As we ooh’d and ahh’d over this touching little puppy ad by Budweiser in the 4th quarter of the SuperBowl…we have forgotten.
Budweiser…as always, knows how to create a tremendous ad narrative throughout big events like the SuperBowl. Sprinkling little story-lines in short little commercials that have nothing to do with beer. These little micro-narratives have everything to do with being “American.”
As soon as it was played, “Puppy Love” was deemed the ad of the night. The image above started floating all around the Twitterverse with immediate “puppy love” from the online community. There is just so much that is American about a dog, a horse, a ranch, and this connection of friendship.
But what about that ad that played just an hour before called “A Hero’s Welcome” by Budweiser. It was a play-by-play of a Lt. Chuck Nadd coming home to a big ole welcome party. There is so much American about a soldier serving his country, coming home to welcome party…Budweiser style.

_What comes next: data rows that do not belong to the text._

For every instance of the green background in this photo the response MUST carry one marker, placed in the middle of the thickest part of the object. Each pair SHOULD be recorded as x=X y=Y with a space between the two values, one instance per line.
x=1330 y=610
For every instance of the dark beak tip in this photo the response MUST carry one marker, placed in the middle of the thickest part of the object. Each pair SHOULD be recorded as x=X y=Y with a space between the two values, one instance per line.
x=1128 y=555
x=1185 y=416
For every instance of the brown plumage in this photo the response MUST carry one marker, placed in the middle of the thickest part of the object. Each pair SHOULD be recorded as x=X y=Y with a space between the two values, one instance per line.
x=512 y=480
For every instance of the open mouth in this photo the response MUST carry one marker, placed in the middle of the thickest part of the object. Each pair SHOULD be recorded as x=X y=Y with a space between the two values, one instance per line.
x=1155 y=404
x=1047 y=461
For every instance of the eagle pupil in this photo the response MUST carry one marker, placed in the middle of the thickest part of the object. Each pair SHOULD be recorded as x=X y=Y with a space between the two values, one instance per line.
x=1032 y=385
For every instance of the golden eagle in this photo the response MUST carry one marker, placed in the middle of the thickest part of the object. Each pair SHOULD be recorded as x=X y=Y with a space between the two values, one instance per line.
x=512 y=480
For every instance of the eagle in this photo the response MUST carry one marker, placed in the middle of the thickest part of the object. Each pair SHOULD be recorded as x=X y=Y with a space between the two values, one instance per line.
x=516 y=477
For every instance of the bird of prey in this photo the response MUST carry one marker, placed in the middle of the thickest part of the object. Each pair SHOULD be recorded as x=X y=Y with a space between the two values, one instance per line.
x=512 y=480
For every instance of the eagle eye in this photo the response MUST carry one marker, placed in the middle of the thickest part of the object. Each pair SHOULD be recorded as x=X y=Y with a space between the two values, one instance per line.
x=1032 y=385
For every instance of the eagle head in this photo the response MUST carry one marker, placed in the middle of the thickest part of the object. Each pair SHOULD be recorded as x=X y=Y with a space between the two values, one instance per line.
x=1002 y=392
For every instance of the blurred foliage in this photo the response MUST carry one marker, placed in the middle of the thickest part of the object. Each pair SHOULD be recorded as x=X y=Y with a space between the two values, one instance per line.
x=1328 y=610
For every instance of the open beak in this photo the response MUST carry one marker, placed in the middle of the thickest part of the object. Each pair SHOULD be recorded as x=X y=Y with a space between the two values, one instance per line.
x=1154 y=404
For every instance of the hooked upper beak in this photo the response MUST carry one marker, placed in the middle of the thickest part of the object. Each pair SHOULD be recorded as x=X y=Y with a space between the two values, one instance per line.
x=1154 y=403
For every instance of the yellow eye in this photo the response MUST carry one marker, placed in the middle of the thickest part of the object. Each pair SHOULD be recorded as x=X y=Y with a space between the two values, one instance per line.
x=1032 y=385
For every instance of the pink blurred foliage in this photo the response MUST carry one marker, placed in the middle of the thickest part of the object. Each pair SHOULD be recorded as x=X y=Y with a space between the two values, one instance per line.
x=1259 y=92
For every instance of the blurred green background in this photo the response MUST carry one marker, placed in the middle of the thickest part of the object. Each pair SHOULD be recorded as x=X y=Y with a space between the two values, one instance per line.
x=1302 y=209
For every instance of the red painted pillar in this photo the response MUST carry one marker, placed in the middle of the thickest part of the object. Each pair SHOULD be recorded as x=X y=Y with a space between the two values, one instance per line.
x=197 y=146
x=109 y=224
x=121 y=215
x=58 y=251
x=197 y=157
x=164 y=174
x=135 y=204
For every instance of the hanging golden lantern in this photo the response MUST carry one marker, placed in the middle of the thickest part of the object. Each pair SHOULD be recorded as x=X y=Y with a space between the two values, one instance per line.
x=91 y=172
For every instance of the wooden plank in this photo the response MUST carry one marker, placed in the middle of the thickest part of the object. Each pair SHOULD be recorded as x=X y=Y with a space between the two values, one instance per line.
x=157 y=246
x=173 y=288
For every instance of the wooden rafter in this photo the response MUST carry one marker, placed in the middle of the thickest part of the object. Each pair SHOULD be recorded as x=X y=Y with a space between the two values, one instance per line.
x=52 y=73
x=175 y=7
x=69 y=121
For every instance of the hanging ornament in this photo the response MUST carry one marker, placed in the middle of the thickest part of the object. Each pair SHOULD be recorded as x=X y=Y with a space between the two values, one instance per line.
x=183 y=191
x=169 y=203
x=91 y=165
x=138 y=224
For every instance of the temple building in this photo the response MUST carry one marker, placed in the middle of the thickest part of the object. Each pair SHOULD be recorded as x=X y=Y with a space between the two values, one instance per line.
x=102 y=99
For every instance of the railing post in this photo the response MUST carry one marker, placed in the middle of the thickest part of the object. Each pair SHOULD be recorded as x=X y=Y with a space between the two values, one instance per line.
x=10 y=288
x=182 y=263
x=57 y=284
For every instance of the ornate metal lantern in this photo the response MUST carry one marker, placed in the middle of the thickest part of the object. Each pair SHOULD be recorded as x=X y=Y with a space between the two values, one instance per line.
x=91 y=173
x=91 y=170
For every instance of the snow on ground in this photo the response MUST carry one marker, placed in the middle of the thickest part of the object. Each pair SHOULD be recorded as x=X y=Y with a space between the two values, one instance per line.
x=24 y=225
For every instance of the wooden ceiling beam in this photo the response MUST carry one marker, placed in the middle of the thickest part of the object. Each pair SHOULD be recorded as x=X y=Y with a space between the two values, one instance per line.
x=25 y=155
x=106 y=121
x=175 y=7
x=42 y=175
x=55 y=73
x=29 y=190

Then, after the ad…they Fox Superbowl coverage cuts directly to Lt. Chuck Nadd and his wife siting in the stands watching the game. This image was hard to find online. I almost had to make my DVR go back to this moment during the game so I could get a shot.
This image is the image of great American love. A soldier, after returning home, sitting with his wife, enjoying a great American past time.
So what is the connectivity between “Puppy Love” and “A Hero’s Welcome”? Both follow the content stream of great things that make us feel American. But nothing really connects these storylines. If anything…”Puppy Love” makes us forget for a few minutes what really makes us American. It makes us feel warm and fuzzy, and even makes the women in the room go…”ahhh…cute”.
But since the “Puppy Love” commercial ran close to the end of the game…did we forget about “A Hero’s Welcome”?
Disconnected narratives can make us forget themes and story-lines that might be the real nugget of this American fabric. Yes…Budweiser is in the business of selling beer. And we will remember Budweiser because we were reminded over and over. But do they really need us to remember Budweiser the next time in the grocery store?
Imagine if Budweiser found a way to create a narrative throughout all their ads that helped us remember the sum of all parts…instead of just one little cute shot of a puppy and a horse. Imagine a connected storyline that could create a progression of this soilder’s story…one that made you wait for the next little chapter.
Too bad all the Monday morning coffee talk will be about a little puppy…the soldier’s story was much more touching.